The data-driven approach of Complex Forma Mentis aims at gathering data about how high school students perceive and structure their knowledge of scientific concepts.

CFM adopts free association tasks, i.e. cognitive experiments where participants have to quickly produce target words when primed with a given cue (cf. Kenett et al. 2018a). In the last few years, networks of free associations have been shown to be powerful predictors of early word learning (Stella et al. 2017) and have been successfully used for characterising the creativity (Kenett et al. 2018b) and openness to new experiences in adults (Kenett et al. 2018c). These results indicate that the mental organisation of concepts captured by free associations has an influence on learning, creative thinking and positive/negative stances towards real-world settings. 

The above network reports free association data relative to “education” and “science” from the Edinburgh Associative Thesaurus, reporting associations of concepts provided by at least two different subjects in the experiment. Notice that concepts such as school and progress act as important bridges for interconnecting science and education.
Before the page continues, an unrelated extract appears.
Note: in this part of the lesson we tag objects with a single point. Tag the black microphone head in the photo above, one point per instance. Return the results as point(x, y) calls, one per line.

Building a forma mentis networks of free associations is useful for addressing important issues of STEM education. For instance, do students generally perceive STEM subjects as positive concepts? Do students tend to associate negative positive concepts together? What are the concepts they associate with “chemical reaction” or “equations” or “simulation”? Are high school students able to relate “math” to their everyday experience? Do students structure their knowledge in different ways when compared against science teachers or scientists?


Example of a network of free associations for English speaking toddlers, based on the University of South Florida association norms. Word associations give rise to an association network where nodes represent concepts. Notice that associations relate with the meaning of concepts and can give rise to communities of words representing meaning contexts. In the above example concepts relative to bath furniture (purple nodes) cluster together away from concepts relative to containers or supports (red nodes).